-- Main.LukeBaker - 23 Jan 2005
Here's a document listing any sort of development tasks or suggestions.
Fetching
HTTP Improvements
HTTP Authentication support
HTTP Cookie support
These two could come from the Jakarta HTTPClient work started by AndyHedges. I've implemented NTLM authentication, but it won't be hard to add basic support as well -- I just have to figure out the best way to store credentials in nutch's XML config files.
I've modified Hedges' code to use a single HTTPClient object with multiple connection objects, so cookies should work fine.
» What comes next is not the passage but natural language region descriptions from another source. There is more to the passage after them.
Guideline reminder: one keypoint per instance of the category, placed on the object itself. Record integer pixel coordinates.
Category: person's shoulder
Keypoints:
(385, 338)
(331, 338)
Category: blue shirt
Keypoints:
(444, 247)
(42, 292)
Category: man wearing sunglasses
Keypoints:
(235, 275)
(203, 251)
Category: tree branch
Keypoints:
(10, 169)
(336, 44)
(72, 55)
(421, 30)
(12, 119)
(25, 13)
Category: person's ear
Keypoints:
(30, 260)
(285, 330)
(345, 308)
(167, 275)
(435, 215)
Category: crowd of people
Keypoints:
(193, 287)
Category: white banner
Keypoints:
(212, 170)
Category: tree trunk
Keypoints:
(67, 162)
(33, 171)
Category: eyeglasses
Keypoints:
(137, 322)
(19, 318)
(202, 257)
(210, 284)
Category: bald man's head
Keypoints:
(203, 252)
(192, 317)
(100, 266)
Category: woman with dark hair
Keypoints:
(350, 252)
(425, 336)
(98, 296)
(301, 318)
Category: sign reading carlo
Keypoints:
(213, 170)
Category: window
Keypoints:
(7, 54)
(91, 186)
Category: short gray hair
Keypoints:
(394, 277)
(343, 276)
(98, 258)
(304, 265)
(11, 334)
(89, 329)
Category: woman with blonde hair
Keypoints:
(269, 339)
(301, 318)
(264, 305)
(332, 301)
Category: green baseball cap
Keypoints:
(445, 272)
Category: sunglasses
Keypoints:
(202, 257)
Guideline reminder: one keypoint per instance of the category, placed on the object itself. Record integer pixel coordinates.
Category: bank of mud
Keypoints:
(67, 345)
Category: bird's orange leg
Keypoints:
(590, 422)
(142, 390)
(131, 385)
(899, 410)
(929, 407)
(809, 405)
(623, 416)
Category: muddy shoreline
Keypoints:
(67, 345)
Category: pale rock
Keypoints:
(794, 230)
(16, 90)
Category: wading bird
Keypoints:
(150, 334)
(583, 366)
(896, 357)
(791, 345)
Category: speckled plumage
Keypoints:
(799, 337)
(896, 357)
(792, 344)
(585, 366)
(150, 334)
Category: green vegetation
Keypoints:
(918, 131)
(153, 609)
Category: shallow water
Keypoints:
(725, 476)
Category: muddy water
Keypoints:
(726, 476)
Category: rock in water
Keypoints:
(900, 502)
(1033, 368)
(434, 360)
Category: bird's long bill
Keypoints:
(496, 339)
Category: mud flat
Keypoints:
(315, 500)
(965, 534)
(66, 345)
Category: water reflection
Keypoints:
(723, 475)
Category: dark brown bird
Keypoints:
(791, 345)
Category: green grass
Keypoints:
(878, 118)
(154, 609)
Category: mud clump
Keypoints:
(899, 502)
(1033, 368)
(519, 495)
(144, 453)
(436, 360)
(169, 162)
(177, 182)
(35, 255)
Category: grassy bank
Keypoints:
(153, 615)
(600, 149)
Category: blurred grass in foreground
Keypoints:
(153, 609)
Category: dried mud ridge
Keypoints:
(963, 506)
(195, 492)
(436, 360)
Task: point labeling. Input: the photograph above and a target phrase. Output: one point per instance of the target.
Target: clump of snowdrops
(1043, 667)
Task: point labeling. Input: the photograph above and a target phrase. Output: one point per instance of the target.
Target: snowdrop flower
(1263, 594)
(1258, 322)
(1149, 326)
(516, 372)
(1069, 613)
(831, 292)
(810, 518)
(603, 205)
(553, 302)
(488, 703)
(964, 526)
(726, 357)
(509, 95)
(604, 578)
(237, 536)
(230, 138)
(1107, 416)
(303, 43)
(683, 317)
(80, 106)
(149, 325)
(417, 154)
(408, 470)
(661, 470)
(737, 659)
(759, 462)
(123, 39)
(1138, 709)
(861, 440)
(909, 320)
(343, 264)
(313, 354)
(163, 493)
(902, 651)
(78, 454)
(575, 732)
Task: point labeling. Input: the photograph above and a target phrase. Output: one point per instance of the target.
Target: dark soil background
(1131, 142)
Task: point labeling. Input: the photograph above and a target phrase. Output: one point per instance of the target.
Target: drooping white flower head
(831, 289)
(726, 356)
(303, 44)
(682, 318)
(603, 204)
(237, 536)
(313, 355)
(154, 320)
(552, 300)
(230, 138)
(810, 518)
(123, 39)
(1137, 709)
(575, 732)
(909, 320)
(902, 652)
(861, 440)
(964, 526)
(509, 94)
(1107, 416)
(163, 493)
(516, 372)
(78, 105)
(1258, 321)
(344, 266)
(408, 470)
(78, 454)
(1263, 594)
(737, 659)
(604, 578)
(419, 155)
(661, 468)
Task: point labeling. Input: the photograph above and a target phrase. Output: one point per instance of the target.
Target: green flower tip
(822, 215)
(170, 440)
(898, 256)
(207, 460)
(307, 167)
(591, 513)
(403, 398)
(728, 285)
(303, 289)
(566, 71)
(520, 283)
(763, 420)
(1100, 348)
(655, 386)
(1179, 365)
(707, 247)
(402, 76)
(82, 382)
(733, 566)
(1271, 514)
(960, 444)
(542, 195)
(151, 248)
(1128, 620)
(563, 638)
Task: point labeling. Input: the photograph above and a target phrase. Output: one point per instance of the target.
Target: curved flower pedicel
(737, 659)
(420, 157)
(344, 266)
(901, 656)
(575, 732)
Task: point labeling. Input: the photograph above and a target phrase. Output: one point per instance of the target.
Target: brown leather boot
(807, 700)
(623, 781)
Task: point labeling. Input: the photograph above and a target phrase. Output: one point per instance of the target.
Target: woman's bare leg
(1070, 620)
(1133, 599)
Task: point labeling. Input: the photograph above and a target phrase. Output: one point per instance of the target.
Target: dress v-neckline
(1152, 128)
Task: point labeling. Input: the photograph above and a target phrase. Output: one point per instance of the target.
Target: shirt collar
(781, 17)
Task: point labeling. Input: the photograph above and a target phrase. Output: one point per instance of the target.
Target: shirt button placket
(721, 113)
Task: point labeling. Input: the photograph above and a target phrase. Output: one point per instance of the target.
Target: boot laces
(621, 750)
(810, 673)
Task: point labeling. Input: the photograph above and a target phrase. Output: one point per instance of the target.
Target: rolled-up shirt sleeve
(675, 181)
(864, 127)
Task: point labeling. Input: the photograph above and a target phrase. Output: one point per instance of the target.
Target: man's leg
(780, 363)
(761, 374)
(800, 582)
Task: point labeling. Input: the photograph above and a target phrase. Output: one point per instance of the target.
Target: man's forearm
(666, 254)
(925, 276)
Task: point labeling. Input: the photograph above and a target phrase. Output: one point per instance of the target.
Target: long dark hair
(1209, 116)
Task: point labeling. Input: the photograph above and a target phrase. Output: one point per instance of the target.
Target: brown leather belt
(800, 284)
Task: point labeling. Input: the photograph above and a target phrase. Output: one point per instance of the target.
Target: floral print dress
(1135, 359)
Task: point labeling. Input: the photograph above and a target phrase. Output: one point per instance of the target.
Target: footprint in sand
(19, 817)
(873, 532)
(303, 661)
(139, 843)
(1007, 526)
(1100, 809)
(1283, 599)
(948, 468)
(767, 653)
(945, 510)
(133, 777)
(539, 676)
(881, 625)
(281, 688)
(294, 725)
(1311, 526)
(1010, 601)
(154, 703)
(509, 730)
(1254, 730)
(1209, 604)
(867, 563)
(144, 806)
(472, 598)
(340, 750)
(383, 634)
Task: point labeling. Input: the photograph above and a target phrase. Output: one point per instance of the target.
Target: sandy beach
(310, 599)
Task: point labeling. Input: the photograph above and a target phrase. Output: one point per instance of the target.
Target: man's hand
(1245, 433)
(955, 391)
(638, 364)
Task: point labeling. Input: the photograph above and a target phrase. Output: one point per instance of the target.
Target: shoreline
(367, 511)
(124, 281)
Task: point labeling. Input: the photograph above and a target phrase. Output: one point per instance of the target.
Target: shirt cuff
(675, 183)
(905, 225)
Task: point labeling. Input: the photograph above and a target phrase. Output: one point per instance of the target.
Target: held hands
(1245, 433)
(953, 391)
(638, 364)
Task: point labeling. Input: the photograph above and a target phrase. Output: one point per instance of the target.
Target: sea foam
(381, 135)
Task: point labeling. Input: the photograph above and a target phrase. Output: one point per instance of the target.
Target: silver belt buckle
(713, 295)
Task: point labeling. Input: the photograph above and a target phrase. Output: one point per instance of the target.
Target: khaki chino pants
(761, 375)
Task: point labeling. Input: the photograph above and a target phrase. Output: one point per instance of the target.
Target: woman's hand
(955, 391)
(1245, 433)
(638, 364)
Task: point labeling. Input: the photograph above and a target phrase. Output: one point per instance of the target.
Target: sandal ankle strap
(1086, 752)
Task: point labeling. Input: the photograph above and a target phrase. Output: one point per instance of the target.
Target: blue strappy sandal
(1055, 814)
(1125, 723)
I'll check whether last-modified can be checked as well from the client, but wouldn't it need changes to the fetcher as well?
-- Main.KenMeltsner - 04 Feb 2005
HTTP Last-Modified support
Support for Microsoft's annoying CIFS file service protocol (e.g.
file://server/share or perhaps cifs://server/share)
Parsing Improvements
See the ParserFactoryImprovementProposal
Analyzing
Add multi-lingual support (see MultiLingualSupport)
Searching
Add multi-lingual support (see MultiLingualSupport)
Result Serving
Include an search.jsp version that returns XHTML or xml
A templating system
Allow authenticated users to edit/upload templates for search results
search.jsp accepts template ID
Maybe use
Velocity? Cache text taken from non-HTML docs to provide a rough preview of Office, PDF, etc. docs.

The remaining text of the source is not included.